Home > News > When is there “hidden structure in data” to be discovered?
147 views 4 min 0 Comment

When is there “hidden structure in data” to be discovered?

- April 4, 2013

Michael Collins sent along the following announcement for a talk:

Fast learning algorithms for discovering the hidden structure in data

Daniel Hsu, Microsoft Research

11am, Wednesday April 10th, Interschool lab, 7th floor CEPSR, Columbia University

A major challenge in machine learning is to reliably and automatically discover hidden structure in data with minimal human intervention. For instance, one may be interested in understanding the stratification of a population into subgroups, the thematic make-up of a collection of documents, or the dynamical process governing a complex time series. Many of the core statistical estimation problems for these applications are, in general, provably intractable for both computational and statistical reasons; and therefore progress is made by shifting the focus to realistic instances that rule out the intractable cases. In this talk, I’ll describe a general computational approach for correctly estimating a wide class of statistical models, including Gaussian mixture models, Hidden Markov models, Latent Dirichlet Allocation, Probabilistic Context Free Grammars, and several more. The key idea is to exploit the structure of low-order correlations that is present in high-dimensional data. The scope of the new approach extends beyond the purview of previous algorithms; and it leads to both new theoretical guarantees for unsupervised machine learning, as well as fast and practical algorithms for large-scale data analysis.

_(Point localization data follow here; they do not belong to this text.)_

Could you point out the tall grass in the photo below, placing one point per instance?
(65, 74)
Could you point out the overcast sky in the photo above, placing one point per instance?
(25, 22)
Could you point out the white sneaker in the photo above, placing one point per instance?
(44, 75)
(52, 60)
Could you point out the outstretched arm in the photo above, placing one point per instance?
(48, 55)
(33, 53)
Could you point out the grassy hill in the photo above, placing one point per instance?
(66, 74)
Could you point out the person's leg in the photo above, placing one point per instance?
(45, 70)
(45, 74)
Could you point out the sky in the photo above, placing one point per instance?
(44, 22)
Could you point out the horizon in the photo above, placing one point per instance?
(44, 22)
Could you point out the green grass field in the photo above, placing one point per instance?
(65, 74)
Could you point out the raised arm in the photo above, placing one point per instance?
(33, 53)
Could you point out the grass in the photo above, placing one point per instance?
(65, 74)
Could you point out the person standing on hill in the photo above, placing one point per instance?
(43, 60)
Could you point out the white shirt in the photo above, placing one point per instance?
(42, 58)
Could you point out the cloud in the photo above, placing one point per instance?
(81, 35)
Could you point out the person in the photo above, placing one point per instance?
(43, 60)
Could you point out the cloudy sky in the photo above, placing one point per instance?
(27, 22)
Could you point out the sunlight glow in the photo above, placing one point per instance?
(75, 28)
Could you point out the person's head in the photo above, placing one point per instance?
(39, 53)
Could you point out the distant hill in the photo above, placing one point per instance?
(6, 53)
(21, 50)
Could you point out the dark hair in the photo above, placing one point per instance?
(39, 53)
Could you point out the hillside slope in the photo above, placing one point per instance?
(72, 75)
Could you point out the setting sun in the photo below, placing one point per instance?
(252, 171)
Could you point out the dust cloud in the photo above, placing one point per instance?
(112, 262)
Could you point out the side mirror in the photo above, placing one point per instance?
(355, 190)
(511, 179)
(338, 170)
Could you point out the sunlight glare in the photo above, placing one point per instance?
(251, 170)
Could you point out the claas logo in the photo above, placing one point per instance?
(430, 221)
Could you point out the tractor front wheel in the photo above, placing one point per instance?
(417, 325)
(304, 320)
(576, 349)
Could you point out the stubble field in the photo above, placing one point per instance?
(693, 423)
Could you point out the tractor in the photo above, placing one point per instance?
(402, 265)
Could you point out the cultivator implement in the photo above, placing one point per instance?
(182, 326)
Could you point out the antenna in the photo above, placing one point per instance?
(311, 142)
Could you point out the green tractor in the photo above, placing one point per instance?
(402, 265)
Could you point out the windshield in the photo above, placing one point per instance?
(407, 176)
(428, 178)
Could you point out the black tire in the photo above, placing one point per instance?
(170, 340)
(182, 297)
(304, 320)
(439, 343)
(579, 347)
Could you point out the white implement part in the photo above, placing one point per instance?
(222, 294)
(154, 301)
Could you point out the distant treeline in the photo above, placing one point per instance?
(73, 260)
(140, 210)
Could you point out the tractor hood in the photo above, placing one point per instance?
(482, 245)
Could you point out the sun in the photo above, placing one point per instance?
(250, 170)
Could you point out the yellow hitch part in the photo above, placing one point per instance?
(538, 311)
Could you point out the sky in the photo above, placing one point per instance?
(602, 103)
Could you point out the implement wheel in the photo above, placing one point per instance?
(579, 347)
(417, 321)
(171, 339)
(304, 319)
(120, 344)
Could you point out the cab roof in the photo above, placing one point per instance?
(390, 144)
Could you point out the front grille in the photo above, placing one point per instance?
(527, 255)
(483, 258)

I won’t have a chance to attend, but I had the following question or thought (beyond the question of why he capitalized the words Hidden, Latent, Allocation, Probabilistic, Context, Free, and Grammars, but not mixture, models, algorithm, or data analysis). My thought had to do with the potential application of these ideas to political science. The key seems to be in the title: “the hidden structure in data.”

Some problems don’t have much hidden structure: for example, if you try to model vote choice or public opinion given individual and group-level variables, you get pretty much what you’d expect: liberals mostly vote for Democrats, conservatives mostly vote for Republicans, demographic variables such as age, education, marital status, income, and religion predict in the way you might imagine, and so forth. And these predictors are related to each other in various expected ways. So I don’t think there’s any structure of low-order correlations to be found. There are some subtleties in the data (for example, the notorious interaction between individual and state income in predicting vote), but it’s hard to imagine that the methods described above would be good tools for studying these patterns.

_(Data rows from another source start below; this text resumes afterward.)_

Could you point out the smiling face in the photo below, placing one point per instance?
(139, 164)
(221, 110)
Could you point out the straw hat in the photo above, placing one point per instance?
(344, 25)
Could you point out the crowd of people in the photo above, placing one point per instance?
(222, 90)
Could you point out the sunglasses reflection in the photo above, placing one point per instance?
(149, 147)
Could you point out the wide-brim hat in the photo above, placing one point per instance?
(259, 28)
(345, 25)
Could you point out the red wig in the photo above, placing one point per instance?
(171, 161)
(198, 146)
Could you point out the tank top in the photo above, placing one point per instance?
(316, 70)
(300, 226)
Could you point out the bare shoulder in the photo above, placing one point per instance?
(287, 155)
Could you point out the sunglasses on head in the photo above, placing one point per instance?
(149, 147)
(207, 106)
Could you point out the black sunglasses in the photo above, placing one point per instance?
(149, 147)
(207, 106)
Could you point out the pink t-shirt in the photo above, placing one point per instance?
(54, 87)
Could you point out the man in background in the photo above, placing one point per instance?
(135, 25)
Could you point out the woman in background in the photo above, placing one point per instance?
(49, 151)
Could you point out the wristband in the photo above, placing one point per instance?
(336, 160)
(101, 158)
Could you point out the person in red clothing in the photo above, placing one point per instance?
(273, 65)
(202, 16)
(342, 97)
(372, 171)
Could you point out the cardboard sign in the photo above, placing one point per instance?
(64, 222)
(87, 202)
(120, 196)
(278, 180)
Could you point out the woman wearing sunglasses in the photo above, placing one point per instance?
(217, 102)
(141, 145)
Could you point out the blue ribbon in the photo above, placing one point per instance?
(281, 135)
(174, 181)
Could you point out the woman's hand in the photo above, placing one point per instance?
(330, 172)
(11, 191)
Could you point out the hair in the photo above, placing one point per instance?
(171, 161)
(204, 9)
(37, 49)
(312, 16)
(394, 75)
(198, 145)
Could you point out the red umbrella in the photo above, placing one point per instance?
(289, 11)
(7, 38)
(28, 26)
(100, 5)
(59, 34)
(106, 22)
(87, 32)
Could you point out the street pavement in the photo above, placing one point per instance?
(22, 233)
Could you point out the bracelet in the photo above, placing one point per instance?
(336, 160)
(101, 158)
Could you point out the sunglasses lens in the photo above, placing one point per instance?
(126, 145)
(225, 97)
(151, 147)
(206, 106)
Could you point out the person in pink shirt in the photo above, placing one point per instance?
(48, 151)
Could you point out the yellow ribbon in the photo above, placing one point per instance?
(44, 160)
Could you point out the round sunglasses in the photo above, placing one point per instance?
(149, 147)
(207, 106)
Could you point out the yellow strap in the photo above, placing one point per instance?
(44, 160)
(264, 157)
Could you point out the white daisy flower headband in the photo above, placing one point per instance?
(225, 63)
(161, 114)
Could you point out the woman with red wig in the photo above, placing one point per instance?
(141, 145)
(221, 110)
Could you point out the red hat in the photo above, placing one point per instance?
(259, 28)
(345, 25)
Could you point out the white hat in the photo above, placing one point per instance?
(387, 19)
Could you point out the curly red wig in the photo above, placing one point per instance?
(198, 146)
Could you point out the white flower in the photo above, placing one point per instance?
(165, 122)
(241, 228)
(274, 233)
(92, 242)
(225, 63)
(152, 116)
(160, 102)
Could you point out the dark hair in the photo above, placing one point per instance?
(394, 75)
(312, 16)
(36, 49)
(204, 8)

But other data in political science are indeed characterized by low-dimensional structure. The most prominent example is legislative roll-call voting, but there should be lots of other examples. For instance, anything having to do with international relations or trade will be structured by the patterns of connections between countries. Or personal networks, for example a study of covert terrorist organizations using external data, or a model of hidden links between financial organizations.

I wonder if the methods discussed by Hsu in his talk come with guidelines for when they can most effectively be applied. Or maybe he happens to focus on applications with hidden structure?